SINGAPORE, Sept. 2, 2024 /PRNewswire/ — AVPN, the largest network of social investors in Asia, announced the grantees of the APAC Sustainability Seed Fund (SSF) 2.0, which is a USD 5 million catalytic initiative supported by Google.org, and the Asian Development Bank (ADB), as the strategic and outreach partner. AVPN will award 18 non-profit organisations with funding to implement and scale innovative technology-led solutions that tackle pressing climate and sustainability challenges in the Asia Pacific region. Building on the June 2024 launch of the APAC Sustainability Solutions Lab, which received an additional USD 2 million grant from Google.org, the Lab will now serve as a resource hub for grantees from both APAC SSF 1.0 and 2.0. It will provide capacity building support to grantee partners and increase their visibility, enhancing the impact of their innovative solutions.
The Asia Pacific region is home to seven of the world’s ten most climate-vulnerable countries, where climate change poses an ‘existential threat'[1] and the potential to cause long-term impact to future generations. Weather events in APAC in 2022 affected more than 50 million people directly, with an upwards of USD 36 billion in economic losses[2]. The failure to adapt to growing climate risks has posed significant economic and social threats. While technology has emerged as a transformative force to offer innovative avenues to address these challenges, climate technologies remain severely underfunded.

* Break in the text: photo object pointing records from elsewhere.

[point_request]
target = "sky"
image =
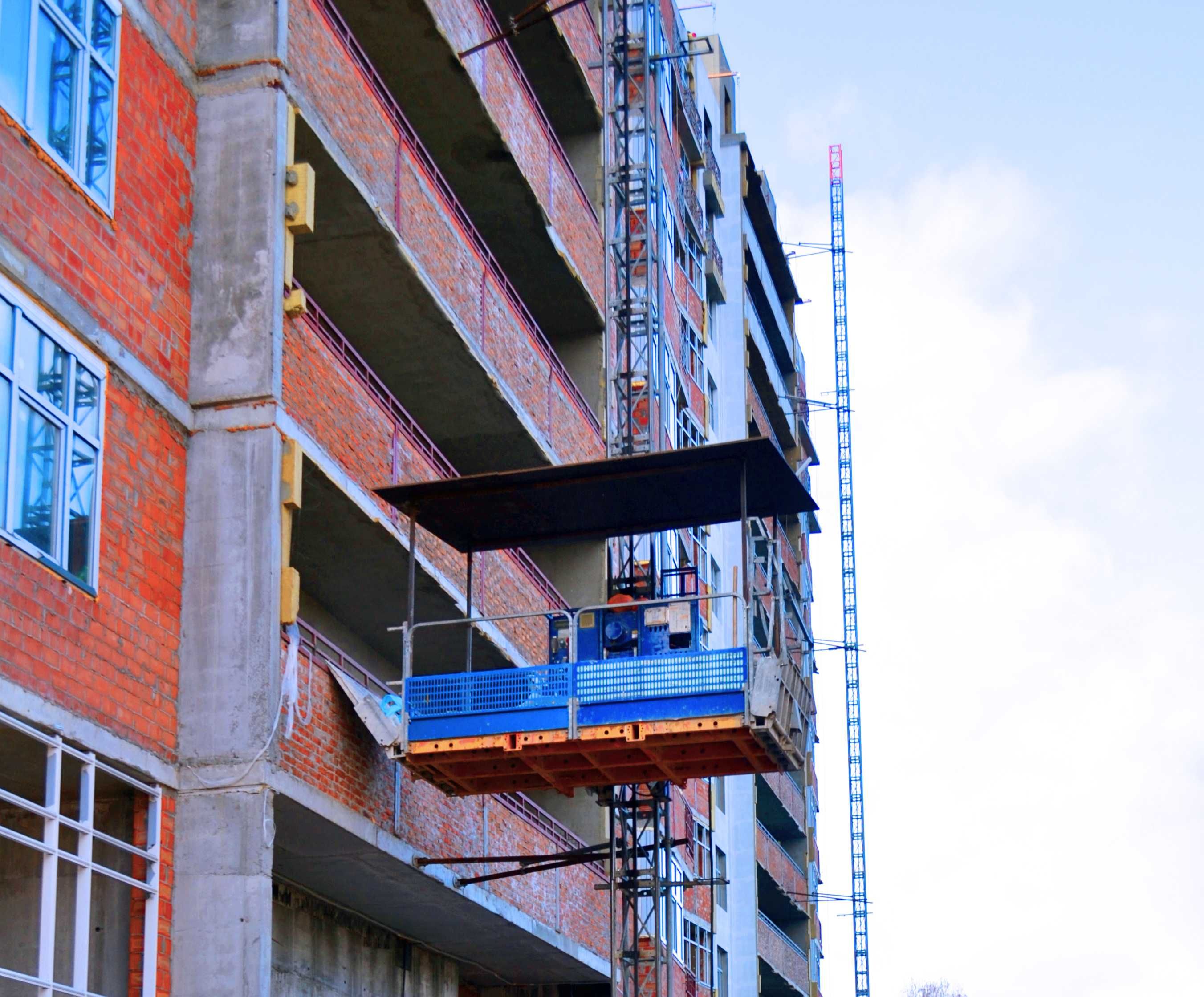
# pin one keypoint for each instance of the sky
(1024, 215)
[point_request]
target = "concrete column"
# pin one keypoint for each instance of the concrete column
(222, 932)
(230, 656)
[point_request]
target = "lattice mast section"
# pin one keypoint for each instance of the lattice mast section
(640, 815)
(849, 581)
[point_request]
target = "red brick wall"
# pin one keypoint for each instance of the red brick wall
(347, 422)
(773, 859)
(441, 245)
(112, 659)
(335, 754)
(579, 30)
(530, 140)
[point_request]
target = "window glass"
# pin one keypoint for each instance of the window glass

Building on the success of SSF 1.0 Fund, the APAC SSF 2.0 seeks to nurture and amplify solutions that harness technology to address urgent climate impact areas such as renewable energy and decarbonisation, climate adaptation, waste management and/or circular economy, air quality, water preservation and biodiversity protection. The grantees, based across the Asia Pacific region, will leverage technologies such as artificial intelligence (AI), cloud computing, Internet of Things (IoT), and application software in their climate solutions. Grantees include:
Australia – Cool.orgIndia – INREM Foundation, CEPT Research and Development Foundation (CRDF), Institute for Financial Management and Research, Gujarat Mahila Housing Sewa Trust Indonesia – YAKKUM Emergency Unit, Gringgo Indonesia Foundation, Perkumpulan Jaringan Pantau Gambut Japan – Social Innovation Japan, Institute for Global Environmental Strategies New Zealand – Wildlife.ai TrustSingapore – Imagine H2O Asia South Korea – Coalition for Our Common Future Thailand – Asian Institute of Technology, Sathira-Dhammasathan The Philippines – University of the Philippines Public Administration Research and Extension Services Foundation, Inc., Asia Society for Social Improvement and Sustainable Transformation (ASSIST) Vietnam – Vietnam Rural Industries Development and Research Institute (VIRI)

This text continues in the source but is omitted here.